Insights & News

RE Developments, January 2018
Developers May Be Forced to Participate in Affordable Housing Program

January 22, 2018
Client Alert

A proposed amendment to the Philadelphia Code (the Code) could require some Philadelphia developers to participate in a mandatory affordable housing program beginning July 1, 2018.

Philadelphia’s City Council will vote on Bill No. 170678 (the Bill) in late January. If passed and signed by Mayor Jim Kenney, the Bill would require, subject to limited exceptions, that projects located in some residential or commercial zoning districts involving the construction of 10 or more dwelling units include affordable units reserved for low- to moderate-income households (defined in relation to the area’s median income levels). A dwelling unit is considered affordable if the unit’s total cost does not exceed 30 percent of the maximum income level of eligible tenants or purchasers.

As currently drafted, the Bill mandates that at least 10 percent of a qualifying project’s dwelling units be subsidized for low- to moderate-income families to rent or buy for at least 50 years. The affordable units must be dispersed throughout the project such that no floor will have a disproportionate number of affordable units, and the quality of all affordable units must be comparable – in terms of size, design and overall construction – to market-rate units. Those occupying affordable units are also entitled to the same amenities as market-rate units.

In lieu of incorporating affordable units into new projects, the Bill allows developers to pay into Philadelphia’s Housing Trust Fund (the Trust), which helps support Philadelphia’s existing affordable housing projects.
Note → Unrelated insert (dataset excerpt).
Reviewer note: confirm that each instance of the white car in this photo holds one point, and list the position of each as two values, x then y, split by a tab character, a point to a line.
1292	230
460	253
Payments into the Trust would range between $11,250 and $30,400 per affordable unit, depending on the unit’s size and whether the unit is reserved for a low- or moderate-income household.

One aspect of the Bill with which developers may be pleased are new floor area and height bonuses available for multiunit projects in RM-4 and RMX-3 zoning districts. The Code currently includes a voluntary scheme whereby developers receive floor area and height bonuses for providing affordable housing but are not penalized for declining to do so. Under the new scheme, developers would be forced to take a more active role in Philadelphia’s affordable housing program, either by including affordable units in new projects or paying into the Trust. However, in addition to the current bonuses available for CMX-3, CMX-4 and CMX-5 zones, the aforementioned RM-4 and RMX-3 bonuses would also be available.

Though the Bill can still be amended, critics believe that the additional bonuses included in the current version are insignificant and fail to incentivize developers to incorporate affordable housing into their new projects. Some even feel that the Bill could have a negative impact, stalling development and decreasing a supply of both market-rate and affordable housing throughout Philadelphia. Proponents of the Bill argue that many have been priced out of gentrified neighborhoods and that the additional size bonuses will offset any perceived deterrent to development. The fate of the Bill remains to be seen, but it will surely be something that many in Philadelphia’s real estate sector anxiously await in the coming weeks.

Information contained in this publication should not be construed as legal advice or opinion or as a substitute for the advice of counsel. The articles by these authors may have first appeared in other publications. The content provided is for educational and informational purposes for the use of clients and others who may be interested in the subject matter. We recommend that readers seek specific advice from counsel about particular matters of interest.